La position extérieure globale nette du pays s’est affaiblie, mais reste une défense contre un arrêt soudain. L’argent qui finance son déficit extérieur n’est pas « l’argent chaud » sur lequel les marchés émergents se sont historiquement appuyés, et le Royaume-Uni n’a pas emprunté d’argent dans d’autres devises – une autre vulnérabilité classique des marchés émergents.

Le prix de l’assurance contre un défaut pur et simple du Royaume-Uni a un peu augmenté ces derniers temps, mais il reste très bas, et bien en deçà des niveaux observés à la suite de la crise financière de 2008.

Mais la DB reste préoccupée par l’existence d’une « probabilité non nulle » d’erreurs politiques conduisant à une crise de la balance des paiements.
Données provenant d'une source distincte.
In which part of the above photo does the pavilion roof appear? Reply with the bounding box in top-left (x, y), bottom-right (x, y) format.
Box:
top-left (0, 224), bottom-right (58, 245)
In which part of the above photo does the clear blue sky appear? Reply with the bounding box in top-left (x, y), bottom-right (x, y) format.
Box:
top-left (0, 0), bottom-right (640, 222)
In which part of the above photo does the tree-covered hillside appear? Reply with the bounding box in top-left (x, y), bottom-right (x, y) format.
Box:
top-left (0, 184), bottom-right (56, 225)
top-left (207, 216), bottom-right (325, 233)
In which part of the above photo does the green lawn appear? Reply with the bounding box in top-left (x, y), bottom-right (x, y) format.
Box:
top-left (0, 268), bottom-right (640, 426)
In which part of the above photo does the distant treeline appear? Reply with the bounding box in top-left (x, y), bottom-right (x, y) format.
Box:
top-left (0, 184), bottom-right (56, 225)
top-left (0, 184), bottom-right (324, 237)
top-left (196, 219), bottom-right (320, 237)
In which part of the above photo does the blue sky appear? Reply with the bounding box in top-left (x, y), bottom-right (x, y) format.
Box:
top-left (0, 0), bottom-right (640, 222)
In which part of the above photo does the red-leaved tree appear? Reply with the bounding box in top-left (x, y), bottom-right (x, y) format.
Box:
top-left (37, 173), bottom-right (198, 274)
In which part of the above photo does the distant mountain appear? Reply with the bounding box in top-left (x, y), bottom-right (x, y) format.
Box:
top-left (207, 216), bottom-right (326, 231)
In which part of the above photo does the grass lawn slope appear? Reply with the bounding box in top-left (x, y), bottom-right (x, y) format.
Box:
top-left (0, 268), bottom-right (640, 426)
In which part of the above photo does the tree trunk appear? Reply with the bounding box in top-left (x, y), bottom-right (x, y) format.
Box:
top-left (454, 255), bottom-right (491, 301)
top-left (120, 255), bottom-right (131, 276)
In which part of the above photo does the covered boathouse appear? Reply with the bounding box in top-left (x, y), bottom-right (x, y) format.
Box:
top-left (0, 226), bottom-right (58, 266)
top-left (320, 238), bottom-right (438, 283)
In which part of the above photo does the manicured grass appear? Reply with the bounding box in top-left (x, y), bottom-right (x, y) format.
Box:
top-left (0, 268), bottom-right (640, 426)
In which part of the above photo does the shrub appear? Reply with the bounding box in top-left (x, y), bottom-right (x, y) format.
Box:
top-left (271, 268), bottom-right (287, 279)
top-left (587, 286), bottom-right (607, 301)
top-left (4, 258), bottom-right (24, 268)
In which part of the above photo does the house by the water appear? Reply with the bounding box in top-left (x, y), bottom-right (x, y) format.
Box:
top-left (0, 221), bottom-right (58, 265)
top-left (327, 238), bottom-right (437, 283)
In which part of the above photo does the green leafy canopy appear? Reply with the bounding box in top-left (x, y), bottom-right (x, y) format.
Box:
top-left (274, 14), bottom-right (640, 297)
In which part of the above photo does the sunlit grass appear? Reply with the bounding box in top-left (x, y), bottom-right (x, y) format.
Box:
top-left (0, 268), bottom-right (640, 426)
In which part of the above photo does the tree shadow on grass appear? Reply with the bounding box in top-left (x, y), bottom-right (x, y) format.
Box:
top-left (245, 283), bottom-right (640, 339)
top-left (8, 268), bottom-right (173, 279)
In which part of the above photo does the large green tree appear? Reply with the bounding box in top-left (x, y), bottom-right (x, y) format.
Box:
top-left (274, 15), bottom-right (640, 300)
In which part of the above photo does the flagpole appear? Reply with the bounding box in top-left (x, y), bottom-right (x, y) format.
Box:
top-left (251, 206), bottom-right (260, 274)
La faiblesse de la livre sterling cette année est loin d’être simplement une histoire de pur pessimisme sur la livre elle-même. Il y a aussi un vaste facteur dollar mondial à l’œuvre. Dans la mesure où la faiblesse de la livre sterling a été idiosyncratique, nous dirions qu’une légère récession est maintenant dans le prix. Mais à partir de là, nous soutenons que la livre enfile une fine aiguille. Le risque est que la politique exacerbe la principale vulnérabilité : le déséquilibre extérieur. Si des mesures de relance budgétaire importantes et non ciblées poussaient le déficit du compte courant vers 10 % du PIB, les risques d’un arrêt soudain augmenteraient sensiblement, selon nous.

Espérons que l’entreprise de gin de Nigel Farage décolle à l’étranger.